The advent of the eastern European States transformed the life of the Court in other ways. It made this Court the largest international court in the world, and dramatically raised its international profile. It transformed the role of court president, adding a very important public relations role to the normal judicial aspect of it. It is a post that brings much travel, much contact, and much dialogue with national authorities. The Court today appreciates fully the importance of interacting constructively with the different national systems. The dialogue with national courts is pursued continuously, and I look forward to it being formalised in future through Protocol No. 16 on advisory opinions. Translation of the Convention case law is steadily increasing, thanks to the assistance of the Human Rights Trust Fund, which also supports the Court’s training programme for national lawyers, with the emphasis being placed on States that are considered in this book.
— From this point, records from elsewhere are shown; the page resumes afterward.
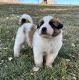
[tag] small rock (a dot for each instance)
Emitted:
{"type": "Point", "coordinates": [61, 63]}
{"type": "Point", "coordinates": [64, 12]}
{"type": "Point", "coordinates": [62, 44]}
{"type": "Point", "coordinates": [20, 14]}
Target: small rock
{"type": "Point", "coordinates": [73, 45]}
{"type": "Point", "coordinates": [10, 58]}
{"type": "Point", "coordinates": [67, 60]}
{"type": "Point", "coordinates": [74, 78]}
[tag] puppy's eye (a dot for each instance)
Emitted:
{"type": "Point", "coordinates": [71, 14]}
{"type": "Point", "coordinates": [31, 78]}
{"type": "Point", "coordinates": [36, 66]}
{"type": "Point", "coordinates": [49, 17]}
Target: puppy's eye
{"type": "Point", "coordinates": [51, 23]}
{"type": "Point", "coordinates": [41, 23]}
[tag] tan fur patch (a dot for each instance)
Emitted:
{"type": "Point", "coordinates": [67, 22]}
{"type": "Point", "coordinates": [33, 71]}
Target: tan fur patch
{"type": "Point", "coordinates": [56, 32]}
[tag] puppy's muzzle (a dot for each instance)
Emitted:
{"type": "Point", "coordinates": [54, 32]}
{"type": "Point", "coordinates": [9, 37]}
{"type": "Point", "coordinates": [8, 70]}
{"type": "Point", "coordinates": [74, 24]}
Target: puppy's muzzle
{"type": "Point", "coordinates": [44, 30]}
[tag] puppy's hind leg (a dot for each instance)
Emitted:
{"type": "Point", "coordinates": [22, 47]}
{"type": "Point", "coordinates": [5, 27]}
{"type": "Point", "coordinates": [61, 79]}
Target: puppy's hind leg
{"type": "Point", "coordinates": [50, 59]}
{"type": "Point", "coordinates": [20, 38]}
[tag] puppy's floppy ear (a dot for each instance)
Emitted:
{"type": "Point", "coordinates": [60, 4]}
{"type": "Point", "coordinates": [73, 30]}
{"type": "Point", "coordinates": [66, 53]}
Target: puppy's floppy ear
{"type": "Point", "coordinates": [38, 26]}
{"type": "Point", "coordinates": [57, 24]}
{"type": "Point", "coordinates": [41, 22]}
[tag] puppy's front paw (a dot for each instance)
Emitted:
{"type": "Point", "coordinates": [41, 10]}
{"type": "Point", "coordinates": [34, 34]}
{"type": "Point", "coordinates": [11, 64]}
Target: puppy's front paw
{"type": "Point", "coordinates": [36, 69]}
{"type": "Point", "coordinates": [49, 65]}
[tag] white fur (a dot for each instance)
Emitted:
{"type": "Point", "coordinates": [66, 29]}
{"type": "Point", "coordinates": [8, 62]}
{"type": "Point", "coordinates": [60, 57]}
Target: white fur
{"type": "Point", "coordinates": [23, 35]}
{"type": "Point", "coordinates": [46, 46]}
{"type": "Point", "coordinates": [27, 17]}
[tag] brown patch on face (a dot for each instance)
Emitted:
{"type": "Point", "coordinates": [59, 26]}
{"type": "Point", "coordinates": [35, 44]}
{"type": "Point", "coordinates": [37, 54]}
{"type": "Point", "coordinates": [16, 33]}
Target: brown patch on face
{"type": "Point", "coordinates": [31, 32]}
{"type": "Point", "coordinates": [56, 32]}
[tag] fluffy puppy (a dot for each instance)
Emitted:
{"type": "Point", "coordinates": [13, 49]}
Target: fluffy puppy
{"type": "Point", "coordinates": [47, 41]}
{"type": "Point", "coordinates": [24, 33]}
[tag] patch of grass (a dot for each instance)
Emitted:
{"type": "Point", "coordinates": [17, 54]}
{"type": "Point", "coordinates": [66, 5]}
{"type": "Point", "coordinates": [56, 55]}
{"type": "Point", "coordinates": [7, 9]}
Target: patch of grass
{"type": "Point", "coordinates": [65, 66]}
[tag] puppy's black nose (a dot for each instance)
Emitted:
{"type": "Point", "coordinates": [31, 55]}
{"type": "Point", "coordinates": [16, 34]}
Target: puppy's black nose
{"type": "Point", "coordinates": [44, 29]}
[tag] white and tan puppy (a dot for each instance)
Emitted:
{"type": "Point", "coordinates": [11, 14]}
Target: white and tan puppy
{"type": "Point", "coordinates": [24, 33]}
{"type": "Point", "coordinates": [47, 41]}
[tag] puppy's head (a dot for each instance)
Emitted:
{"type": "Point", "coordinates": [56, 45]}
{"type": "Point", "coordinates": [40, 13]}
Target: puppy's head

Let me record here my appreciation to the main organisers of the event that has led to this book. To my former colleague Ineta Ziemele, and to my current colleague at the Court, Iulia Antoanella Motoc. I express my gratitude for an excellent seminar in 2013, and the present publication that chronicles so well an extraordinary chapter in the protection of human rights in Europe.
1 W. Sadurski, ‘Partnering with Strasbourg: Constitutionalisation of the European Court of Human Rights, the Accession of Central and East European States to the Council of Europe, and the Idea of Pilot Judgments’, Human Rights Law Review, 9 (3) (2009), 397–453.
2 Rekvényi v. Hungary, No. 25390/94 [GC], ECHR 1999-III.
3 Ždanoka v. Latvia, No. 58278/00 [GC], ECHR 2006-IV.
4 Broniowski v. Poland, No. 31443/96 [GC], ECHR 2004-V.
5 J. L. Cavallaro and S. E. Brewer, ‘Re-evaluating Regional Human Rights Litigation in the Twenty-First Century: The Case of the Inter-American Court’, American Journal of International Law, 102 (2008), 768–827.
6 D.H. and others v. Czech Republic, no 57325/00 [GC], ECHR 2007-IV.